Cannabinoids and Viral Illnesses

Limited evidence demonstrates a possible role for cannabinoids as therapeutics in viral illnesses. Despite coronaviruses representing a large family of viruses, there have not been any investigations of cannabinoids’ effects upon this family. It is not clear whether the antiinflammatory activity of THC and CBD, thought to be an attribute when considering their therapeutic potential for many diseases, would be an advantage or a disadvantage when considering cannabinoids as treatment for viruses. THC or CBD may be beneficial in viral infections where the host inflammatory response is pathogenic.7 This occurs in Covid-19: the coronavirus SARS-CoV-2, for unclear reasons, triggers a cytokine storm—the production of excessive levels of cytokines—resulting in hyperinflammation. Cannabinoids could possibly be a part of a treatment regimen, with nonsteroidal anti-inflammatory drugs (NSAIDs) and other medications that target immune pathways, that could downregulate the cytokine storm.8 Antiinflammatory activity may not be an advantage when combating viruses because it may mitigate host immune responses to acute viral infections, leading to disease progression and possibly death.9,10

Studies of the effects of compounds that contain both THC and CBD on viruses are limited.

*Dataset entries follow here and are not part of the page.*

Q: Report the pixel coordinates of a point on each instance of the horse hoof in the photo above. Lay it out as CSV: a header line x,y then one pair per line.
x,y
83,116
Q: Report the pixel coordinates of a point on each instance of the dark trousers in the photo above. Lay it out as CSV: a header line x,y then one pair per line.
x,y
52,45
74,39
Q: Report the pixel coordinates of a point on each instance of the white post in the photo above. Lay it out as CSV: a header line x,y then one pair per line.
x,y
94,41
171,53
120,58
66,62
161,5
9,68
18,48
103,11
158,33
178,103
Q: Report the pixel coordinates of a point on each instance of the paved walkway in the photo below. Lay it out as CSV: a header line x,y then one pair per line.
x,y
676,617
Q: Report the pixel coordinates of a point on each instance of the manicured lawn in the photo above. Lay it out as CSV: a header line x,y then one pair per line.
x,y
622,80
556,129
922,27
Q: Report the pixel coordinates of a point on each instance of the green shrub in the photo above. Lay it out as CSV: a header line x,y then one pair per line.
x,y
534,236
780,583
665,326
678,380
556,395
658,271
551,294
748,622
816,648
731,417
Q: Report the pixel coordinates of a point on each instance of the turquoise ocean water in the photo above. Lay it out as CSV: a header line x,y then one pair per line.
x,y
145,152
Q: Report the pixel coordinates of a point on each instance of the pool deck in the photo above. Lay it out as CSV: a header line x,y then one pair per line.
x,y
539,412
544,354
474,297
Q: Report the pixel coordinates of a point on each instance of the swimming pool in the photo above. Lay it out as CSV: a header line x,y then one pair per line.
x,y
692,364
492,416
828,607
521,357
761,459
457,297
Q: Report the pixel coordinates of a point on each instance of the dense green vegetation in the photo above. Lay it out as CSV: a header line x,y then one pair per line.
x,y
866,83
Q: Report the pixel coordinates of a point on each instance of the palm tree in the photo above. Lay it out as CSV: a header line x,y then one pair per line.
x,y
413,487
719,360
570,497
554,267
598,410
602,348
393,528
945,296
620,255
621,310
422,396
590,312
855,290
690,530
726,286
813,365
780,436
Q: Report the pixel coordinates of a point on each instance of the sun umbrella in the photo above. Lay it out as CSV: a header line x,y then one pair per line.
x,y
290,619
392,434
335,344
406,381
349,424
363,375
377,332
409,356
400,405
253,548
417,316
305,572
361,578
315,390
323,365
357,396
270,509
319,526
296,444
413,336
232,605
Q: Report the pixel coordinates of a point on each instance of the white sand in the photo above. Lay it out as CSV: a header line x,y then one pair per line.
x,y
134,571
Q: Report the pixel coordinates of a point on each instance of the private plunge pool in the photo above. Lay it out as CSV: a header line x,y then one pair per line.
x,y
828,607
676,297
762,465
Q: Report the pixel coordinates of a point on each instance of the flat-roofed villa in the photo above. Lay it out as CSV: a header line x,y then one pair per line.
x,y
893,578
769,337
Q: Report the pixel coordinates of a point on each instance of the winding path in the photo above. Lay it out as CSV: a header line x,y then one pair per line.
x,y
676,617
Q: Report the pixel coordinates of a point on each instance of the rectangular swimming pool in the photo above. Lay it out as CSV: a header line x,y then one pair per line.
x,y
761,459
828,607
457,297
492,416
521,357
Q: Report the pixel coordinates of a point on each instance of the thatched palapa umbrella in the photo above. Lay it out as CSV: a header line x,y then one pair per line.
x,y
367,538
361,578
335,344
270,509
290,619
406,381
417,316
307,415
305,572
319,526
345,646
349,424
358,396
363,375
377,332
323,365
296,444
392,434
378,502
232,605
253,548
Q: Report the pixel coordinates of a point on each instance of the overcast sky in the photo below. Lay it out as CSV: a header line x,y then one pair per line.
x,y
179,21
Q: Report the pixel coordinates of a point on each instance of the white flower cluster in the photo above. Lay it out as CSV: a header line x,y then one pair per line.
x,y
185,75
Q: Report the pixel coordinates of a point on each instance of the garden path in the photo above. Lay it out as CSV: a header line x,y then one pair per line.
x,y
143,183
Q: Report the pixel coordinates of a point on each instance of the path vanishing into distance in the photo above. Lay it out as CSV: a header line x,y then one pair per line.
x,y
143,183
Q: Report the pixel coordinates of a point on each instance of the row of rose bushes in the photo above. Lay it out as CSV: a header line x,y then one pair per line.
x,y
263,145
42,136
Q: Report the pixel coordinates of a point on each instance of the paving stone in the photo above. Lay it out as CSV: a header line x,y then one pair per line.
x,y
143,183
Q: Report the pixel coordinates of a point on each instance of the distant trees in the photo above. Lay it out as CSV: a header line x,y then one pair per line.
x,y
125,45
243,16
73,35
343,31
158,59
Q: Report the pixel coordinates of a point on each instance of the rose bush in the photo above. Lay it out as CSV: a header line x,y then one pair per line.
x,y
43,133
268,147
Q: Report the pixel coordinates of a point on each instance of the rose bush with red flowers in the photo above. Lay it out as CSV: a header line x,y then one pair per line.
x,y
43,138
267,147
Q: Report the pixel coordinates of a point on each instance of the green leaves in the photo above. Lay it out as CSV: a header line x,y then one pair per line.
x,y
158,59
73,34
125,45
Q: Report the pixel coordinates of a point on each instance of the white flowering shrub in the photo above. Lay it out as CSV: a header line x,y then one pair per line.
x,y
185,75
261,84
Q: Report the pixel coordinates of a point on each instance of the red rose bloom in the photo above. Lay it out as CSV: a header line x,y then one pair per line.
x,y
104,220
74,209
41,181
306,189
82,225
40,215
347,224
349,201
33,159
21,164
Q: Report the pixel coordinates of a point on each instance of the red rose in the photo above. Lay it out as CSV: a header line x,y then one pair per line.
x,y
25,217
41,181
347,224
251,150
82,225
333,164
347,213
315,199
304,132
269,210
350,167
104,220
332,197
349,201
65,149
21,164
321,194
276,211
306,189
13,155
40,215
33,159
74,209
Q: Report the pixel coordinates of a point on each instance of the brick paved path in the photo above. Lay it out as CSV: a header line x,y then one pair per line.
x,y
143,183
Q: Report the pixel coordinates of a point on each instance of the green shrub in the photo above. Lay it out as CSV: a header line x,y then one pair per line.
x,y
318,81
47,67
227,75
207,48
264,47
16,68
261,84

There are no studies that directly assess the efficacy of cannabis upon viral illnesses. Nabiximols improved motor activity as measured by presence of central nervous system infiltrates, microglial activity, and axonal damage, while restoring myelin morphology in a viral model of multiple sclerosis.11 In an observational study of people living with HIV, cannabis exposure was linked to lower odds of neurocognitive impairment (OR 0.53, 95% CI 0.33–0.85).12

CBD has several characteristics that make it an appealing agent to explore for antiviral activity. As opposed to THC, CBD is nonintoxicating with no abuse potential. Other plant-derived compounds with a variety of chemical structures have shown antiviral activity. 13 In addition, CBD can induce apoptosis in mammalian cells, thought to be an essential component of host responses to viral infections.14,15

Three preclinical studies have examined a possible role for CBD as an antiviral agent. One study demonstrated a direct antiviral effect against hepatitis C virus (HCV) but not hepatitis B virus in cell lines cultured to produce these viruses.16 CBD concentrationdependently inhibited HCV replication by up to 86.4% (EC50 = 3.2 lM), which is comparable with interferon alpha at 10 IU/mL. Another investigation showed an indirect viral action of CBD against Kaposi’s sarcoma-associated herpesvirus (KSHV) in a model of KSHV-infected human dermal microvascular endothelial cells (HMVECs).17 CBD up to 10 lM did not affect the ability of KSHV to infect HMVECs after 48 h of pretreatment, but it reduced KSHV-infected cells proliferation (IC50 = 2 lM) and enhanced apoptosis (EC50 = 1 lM). CBD treatment also prevented the transformation of normal cells into KSHV-associated cancers. A final study illustrated that CBD mitigated effects of neuroinflammation induced by Theiler’s murine encephalomyelitis virus (TMEV).18 CBD treatment (5 mg/kg) reduced leukocyte infiltration and microglia activation in the brain of TMEV-infected mice, improving motor symptomatology and neuroinflammation in the chronic phase of the infection.

Coronavirus May Create a Clinical Opportunity

These studies suggest that CBD is a reasonable candidate to be studied in preclinical coronavirus models.